Met een besluit van 22 juni 2022 heeft de Svb bepaald dat een door appellant teveel ontvangen bedrag aan kinderbijslag in maandelijkse termijnen met het AOW [1] -pensioen van appellant zal worden verrekend.
1.2.
Appellant heeft buiten de bezwaartermijn bezwaar gemaakt tegen dit besluit. Het bezwaar is met een besluit van 14 november 2022 (bestreden besluit) niet-ontvankelijk verklaard, omdat volgens de Svb geen sprake is van een verschoonbare termijnoverschrijding.
Uitspraak van de rechtbank
2. De rechtbank heeft het beroep tegen het bestreden besluit gegrond verklaard, omdat er wel sprake is van een verschoonbare termijnoverschrijding. De rechtbank heeft de Svb opgedragen het bezwaar alsnog inhoudelijk te beoordelen.
Het standpunt van appellant
3. Appellant heeft aangevoerd dat het besluit van de Svb onjuist is en een nieuw besluit moet worden genomen.

Het oordeel van de Raad

4. De Raad beoordeelt of de uitspraak van de rechtbank in stand kan blijven. Hij doet dit aan de hand van wat appellant in hoger beroep heeft aangevoerd, de beroepsgronden.
4.1.
Zoals de Raad eerder heeft overwogen [2] is pas sprake van (voldoende) procesbelang als het resultaat dat de indiener van een bezwaar- of (hoger)beroepschrift met het maken van bezwaar of het indienen van (hoger) beroepschrift nastreeft, daadwerkelijk kan worden bereikt en het realiseren van dat resultaat voor deze indiener feitelijk betekenis kan hebben.
4.2.
Met het hoger beroep wil appellant bereiken dat de Svb een nieuw besluit neemt. Dat doel kan niet meer worden bereikt, omdat de rechtbank de Svb al heeft opgedragen een nieuw besluit op het bezwaar te nemen. Ook van een ander procesbelang voor appellant is de Raad niet gebleken.

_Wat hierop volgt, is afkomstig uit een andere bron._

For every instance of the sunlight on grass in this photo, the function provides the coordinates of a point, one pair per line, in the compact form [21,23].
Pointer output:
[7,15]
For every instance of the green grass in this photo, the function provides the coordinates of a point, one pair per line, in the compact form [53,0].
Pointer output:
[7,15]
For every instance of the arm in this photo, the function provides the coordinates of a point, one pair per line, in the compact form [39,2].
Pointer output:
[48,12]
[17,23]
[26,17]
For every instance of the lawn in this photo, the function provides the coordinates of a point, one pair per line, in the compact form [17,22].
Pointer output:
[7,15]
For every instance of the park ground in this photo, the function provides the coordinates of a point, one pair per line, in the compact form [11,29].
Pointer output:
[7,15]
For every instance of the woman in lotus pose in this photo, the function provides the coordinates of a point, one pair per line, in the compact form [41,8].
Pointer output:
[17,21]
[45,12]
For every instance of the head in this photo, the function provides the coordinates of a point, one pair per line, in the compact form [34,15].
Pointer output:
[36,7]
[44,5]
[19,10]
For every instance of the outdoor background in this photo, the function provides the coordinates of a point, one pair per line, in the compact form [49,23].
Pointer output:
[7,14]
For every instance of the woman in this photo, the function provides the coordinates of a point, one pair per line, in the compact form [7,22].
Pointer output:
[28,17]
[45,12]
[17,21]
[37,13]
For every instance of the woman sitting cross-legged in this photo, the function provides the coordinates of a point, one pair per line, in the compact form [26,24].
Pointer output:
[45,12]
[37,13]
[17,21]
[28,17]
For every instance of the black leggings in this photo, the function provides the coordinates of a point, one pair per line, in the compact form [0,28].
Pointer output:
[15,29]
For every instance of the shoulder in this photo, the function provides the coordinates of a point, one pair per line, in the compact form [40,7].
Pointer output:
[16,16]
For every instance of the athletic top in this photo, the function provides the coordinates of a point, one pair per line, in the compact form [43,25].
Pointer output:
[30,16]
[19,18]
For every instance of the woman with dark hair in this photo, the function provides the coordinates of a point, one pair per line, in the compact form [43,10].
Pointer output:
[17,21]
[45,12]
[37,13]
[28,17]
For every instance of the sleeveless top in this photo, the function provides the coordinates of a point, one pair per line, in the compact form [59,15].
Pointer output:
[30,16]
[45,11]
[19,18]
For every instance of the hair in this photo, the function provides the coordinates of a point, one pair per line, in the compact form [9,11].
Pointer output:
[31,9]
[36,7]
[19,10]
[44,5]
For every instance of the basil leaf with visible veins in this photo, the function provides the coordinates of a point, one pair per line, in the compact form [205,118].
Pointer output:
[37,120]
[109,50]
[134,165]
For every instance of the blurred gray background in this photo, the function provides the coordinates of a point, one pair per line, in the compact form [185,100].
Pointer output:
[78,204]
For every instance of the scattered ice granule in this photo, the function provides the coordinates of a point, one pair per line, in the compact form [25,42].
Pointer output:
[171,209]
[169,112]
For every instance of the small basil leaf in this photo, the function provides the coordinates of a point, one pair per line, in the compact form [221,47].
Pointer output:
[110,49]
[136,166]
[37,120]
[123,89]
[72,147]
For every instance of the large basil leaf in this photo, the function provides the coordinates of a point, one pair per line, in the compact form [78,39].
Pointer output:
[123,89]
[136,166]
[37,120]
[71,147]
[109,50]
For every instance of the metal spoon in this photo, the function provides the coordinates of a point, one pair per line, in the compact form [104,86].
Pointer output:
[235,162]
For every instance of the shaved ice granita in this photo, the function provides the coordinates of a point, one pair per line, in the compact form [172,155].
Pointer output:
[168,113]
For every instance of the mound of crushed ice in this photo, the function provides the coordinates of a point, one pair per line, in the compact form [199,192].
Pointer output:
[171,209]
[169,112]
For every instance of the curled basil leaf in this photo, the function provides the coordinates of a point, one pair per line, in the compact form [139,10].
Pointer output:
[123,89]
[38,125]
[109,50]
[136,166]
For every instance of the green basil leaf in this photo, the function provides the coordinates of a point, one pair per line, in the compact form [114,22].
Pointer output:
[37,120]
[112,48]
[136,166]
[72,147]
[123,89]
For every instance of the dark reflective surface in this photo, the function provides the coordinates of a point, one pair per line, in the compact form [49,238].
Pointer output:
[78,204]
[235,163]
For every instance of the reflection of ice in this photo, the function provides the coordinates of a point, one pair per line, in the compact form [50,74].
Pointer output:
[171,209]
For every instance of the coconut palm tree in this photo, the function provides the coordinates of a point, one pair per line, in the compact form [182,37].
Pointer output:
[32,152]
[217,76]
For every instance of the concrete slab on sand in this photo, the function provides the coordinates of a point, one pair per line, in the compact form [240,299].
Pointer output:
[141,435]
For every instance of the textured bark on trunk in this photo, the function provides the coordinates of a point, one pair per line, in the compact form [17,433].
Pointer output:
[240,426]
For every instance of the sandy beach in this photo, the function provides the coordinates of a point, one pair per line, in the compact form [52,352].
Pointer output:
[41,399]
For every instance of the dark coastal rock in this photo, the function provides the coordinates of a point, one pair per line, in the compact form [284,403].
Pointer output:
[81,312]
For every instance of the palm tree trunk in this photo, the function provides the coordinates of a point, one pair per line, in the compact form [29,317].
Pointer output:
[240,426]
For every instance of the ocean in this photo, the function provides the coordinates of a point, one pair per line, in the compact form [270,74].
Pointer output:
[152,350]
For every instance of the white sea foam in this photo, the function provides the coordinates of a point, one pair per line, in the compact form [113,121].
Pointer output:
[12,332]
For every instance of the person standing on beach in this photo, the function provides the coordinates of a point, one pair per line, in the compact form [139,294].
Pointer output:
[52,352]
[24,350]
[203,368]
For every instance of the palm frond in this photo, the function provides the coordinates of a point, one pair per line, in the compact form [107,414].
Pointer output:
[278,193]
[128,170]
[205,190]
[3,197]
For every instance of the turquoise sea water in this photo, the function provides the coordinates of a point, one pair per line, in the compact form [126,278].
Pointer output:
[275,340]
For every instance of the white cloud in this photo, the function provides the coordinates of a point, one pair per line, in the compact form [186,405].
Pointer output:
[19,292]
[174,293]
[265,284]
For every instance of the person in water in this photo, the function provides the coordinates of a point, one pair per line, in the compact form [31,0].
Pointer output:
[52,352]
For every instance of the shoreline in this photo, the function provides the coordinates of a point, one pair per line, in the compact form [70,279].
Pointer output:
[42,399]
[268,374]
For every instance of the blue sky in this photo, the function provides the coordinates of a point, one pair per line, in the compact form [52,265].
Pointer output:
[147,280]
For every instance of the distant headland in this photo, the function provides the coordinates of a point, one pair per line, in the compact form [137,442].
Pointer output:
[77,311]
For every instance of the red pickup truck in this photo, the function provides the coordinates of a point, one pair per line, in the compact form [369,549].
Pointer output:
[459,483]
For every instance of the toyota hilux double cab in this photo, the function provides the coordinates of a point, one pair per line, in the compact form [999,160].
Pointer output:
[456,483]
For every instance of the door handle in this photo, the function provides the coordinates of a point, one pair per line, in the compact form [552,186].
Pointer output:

Dat betekent dat appellant geen belang heeft bij een oordeel van de Raad over het door hem ingestelde hoger beroep. Ter zitting heeft de Svb toegezegd uitvoering te geven aan de uitspraak van de rechtbank en zo snel mogelijk een nieuw besluit te zullen nemen.

Conclusie en gevolgen

4.3.
Het hoger beroep tegen de aangevallen uitspraak is niet-ontvankelijk.
5. Omdat het hoger beroep niet-ontvankelijk wordt verklaard krijgt appellant geen vergoeding voor zijn proceskosten en het betaalde griffierecht.

BESLISSING

De Centrale Raad van Beroep verklaart het hoger beroep niet-ontvankelijk.
Deze uitspraak is gedaan door A. van Gijzen in tegenwoordigheid van S.S. Blok als griffier. De beslissing is uitgesproken in het openbaar op 14 november 2024.
(getekend) A. van Gijzen
(getekend) S.S. Blok

Voetnoten

1.Algemene ouderdomswet.
2.Zie bijvoorbeeld de uitspraak van 8 april 2020, ECLI:NL:CRVB:2020:887.